Jenkins for Kubernetes, how to prevent ClosedChannelException and keep pod agent alive

329 Views Asked by At

I am using Jenkins for Kubernetes, and sometimes the connection to the agent Pod is lost because of ClosedChannelException. From my experience, we observe that this is because of either:

  • Random lost connection to the pod, especially when the pod is running large processes that take a lot of resources. Thus the pod still exists, but the connection is now lost
  • Pod eviction due to kubectl drain by the cluster owner to do maintenance on the node

I'd like to ask for some ideas on how to prevent this. I am not a Jenkins expert and need some help on what is possible.

  • For the first point, can I configure the Jenkins master somehow to attempt to "re-search" the agent that is lost?
  • For the second point, I know that Kubernetes has a 'preStop' hook to run a pre-stop command before the pod is evicted. Is it somehow possible to tell the control plane (maybe through this hook, or some other way) to not evict this pod until it completes its operation?

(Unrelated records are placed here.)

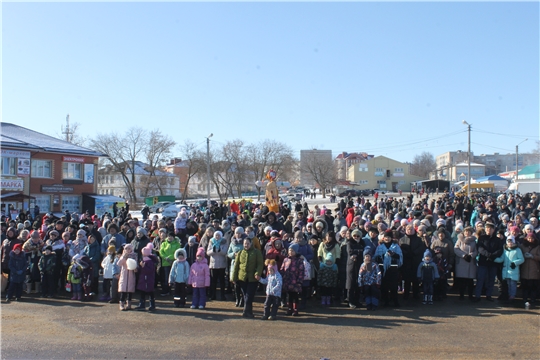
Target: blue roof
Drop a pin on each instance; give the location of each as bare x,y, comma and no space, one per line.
18,137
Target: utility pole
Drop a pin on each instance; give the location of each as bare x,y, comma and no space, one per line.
208,170
67,131
469,162
515,180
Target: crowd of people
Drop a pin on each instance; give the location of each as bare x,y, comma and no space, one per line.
357,254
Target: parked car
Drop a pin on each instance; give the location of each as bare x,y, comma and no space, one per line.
159,206
348,192
173,210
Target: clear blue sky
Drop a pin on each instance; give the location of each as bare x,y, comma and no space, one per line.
391,79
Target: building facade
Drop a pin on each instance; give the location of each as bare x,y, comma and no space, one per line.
38,169
381,173
345,160
307,157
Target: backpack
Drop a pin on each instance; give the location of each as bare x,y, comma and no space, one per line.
307,270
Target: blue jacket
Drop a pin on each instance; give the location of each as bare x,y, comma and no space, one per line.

For context, I am also deploying Jenkins using Jenkins Configuration as Code.

1

There are 1 best solutions below

1
On

Here is how I've fixed the problem by trapping SIGTERM in agent pod spec. Trap helped for agent process to stay alive and connected to jenkins controller. Even if you try to drain kubernetes nodes jenkins agent java process will stay alive till the end of termination grace period which is 120 sec in the example.

apiVersion: v1
kind: Pod
spec:
  terminationGracePeriodSeconds: 120
  containers:
  - name: jnlp
    command:
      - sh
      - -xc
      - | 
        trap 'echo "Pod Received SIGTERM, Pipeline will continue till terminationGracePeriodSeconds ends; $(date +"%d-%m-%Y %T.%N %Z")"' SIGTERM;
        /usr/local/bin/jenkins-agent